Building a model for microbiome research
Before talking about what the authors did, I want to describe how they did it. They started (in a previous study) with a cohort of patients being treated for a common disease with no known cure (Crohn's) and looked for differences in the genomic content of their microbiome compared to healthy control subjects. That initial analysis indicated that one particular metabolic pathway was enriched in patients with the disease. In this study they followed up on that finding by analyzing the metabolites produced by those microbes. The combination of those two orthogonal analyses (genomic DNA and fecal metabolites) provided some suggestion that microbes in the gut were producing one particular chemical which may have a role in disease. To test that hypothesis they moved into a mouse model where they could test that hypothesis with controlled experiments, not only adding and removing microbes but also tracking the passage of metabolites via isotopic labelling. That model system provided crucial data that supported the findings from the human clinical samples – that a specific bacterial enzyme may have a role in human disease. After this study, I can only imagine that the next step would be to move back into humans and see if that target can be used to generate a useful therapeutic.

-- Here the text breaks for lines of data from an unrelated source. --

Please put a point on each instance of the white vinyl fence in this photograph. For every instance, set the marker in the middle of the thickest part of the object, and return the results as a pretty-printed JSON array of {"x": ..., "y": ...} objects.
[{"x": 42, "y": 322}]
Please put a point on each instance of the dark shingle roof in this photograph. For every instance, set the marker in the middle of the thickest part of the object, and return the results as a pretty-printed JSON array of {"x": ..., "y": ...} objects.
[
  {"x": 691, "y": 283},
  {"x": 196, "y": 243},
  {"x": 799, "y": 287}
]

The microbiome field is relatively new, and I believe that its first batch of groundbreaking therapeutics is just over the horizon. I wouldn't be surprised if the most influential studies in this field follow a trajectory that is similar to what I describe above: generating hypotheses in humans, testing them in animal models, and moving back to human to test and deliver therapeutics.

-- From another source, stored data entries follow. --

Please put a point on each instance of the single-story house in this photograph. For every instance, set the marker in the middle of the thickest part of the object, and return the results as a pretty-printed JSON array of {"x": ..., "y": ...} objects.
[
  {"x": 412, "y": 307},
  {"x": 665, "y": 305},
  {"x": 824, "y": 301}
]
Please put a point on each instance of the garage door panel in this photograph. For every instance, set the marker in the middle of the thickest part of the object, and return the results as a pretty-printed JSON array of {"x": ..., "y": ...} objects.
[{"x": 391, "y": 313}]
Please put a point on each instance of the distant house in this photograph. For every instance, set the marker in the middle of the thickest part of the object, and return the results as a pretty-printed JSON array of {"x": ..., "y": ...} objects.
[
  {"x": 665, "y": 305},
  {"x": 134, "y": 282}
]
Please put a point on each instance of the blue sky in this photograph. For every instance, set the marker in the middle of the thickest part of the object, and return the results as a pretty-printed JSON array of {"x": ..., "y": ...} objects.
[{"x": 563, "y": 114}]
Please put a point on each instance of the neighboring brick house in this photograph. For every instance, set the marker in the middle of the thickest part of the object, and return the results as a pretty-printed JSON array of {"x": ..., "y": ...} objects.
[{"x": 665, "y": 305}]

Ok, enough predictions, let's get into the paper.
The Microbiome – Who's Who and What's What
Fig. 2. Associations between bacterial taxa abundance ascertained by fecal shotgun metagenomic sequencing and the fecal metabolome in healthy pediatric subjects and those with Crohn’s disease.

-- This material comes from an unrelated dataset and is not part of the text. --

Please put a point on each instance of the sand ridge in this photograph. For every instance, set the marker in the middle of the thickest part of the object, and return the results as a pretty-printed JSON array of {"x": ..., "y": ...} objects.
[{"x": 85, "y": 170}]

The figure above shows the association between Who's in the microbiome (bacterial genera, vertical axis) and What's (metabolites, horizontal axis) in the microbiome. The point here is that certain microbes are associated with certain metabolites, with a big focus on the amino acids that are being produced. The prior set of experiments suggested that the microbes in Crohn's patients had an increased capacity for producing amino acids, while this figure (and Figure 1) goes further to show that there is a subset of microbes associated with higher actual levels of amino acids in those subjects.
Tracking metabolism in the microbiome
Here's a deceptively simple figure describing a powerful finding.
Fig. 3. In vivo heavy isotope assays using 15N-labeled urea to determine the effect of bacterial urease on nitrogen flux in the murine gut microbiota.
This experiment uses radiolabelled urea to measure the production of lysine by microbes in the gut. The central question here is what is producing the extra amino acids in Crohn's disease? In this experiment the authors added radiolabelled urea so that they could track how much lysine was being produced from that urea. Crucially, they found that adding either antibiotics or a defined set of microbes (called "ASF") reduced the amount of lysine that was produced from that urea, which supports the hypothesis that microbes in the gut are directly metabolizing urea.
Tying it all together
Fig. 6. Effect of E. coli urease on colitis in a T cell adoptive transfer mouse model of colitis
I've skipped over a lot of interesting control experiments so that I could get to the grand finale. Everything I've told you up until now has established that (a) Crohn's patients have higher levels of certain amino acids in their stool, (b) those high amino acid levels are associated with particular bacteria, and (c) bacteria in the gut are able to produce amino acids from urea. To bring it all together the authors went to a mouse model of colitis to see whether adding or removing a single gene would have an effect on disease. They found that E. coli with urease (an enzyme that metabolizes urea) caused significantly more disease than E. coli without urease. This brings it all back to the action of a single gene on a model of human disease, which is the classic goal of reductionist molecular biology, but the gene of interest is encoded by the human microbiome.
I think that's pretty cool.
From here it's easy to imagine that people might be interested in designing a drug that targets microbial urease in order to reduce human disease, although that's got to be a pretty difficult task and I have no idea how diverse bacterial urease enzymes are.
Bringing it back to my first point, this seems like the best case example of how to advance our understanding of the human microbiome with the goal of treating human disease. I hope to see many more like it in the years to come.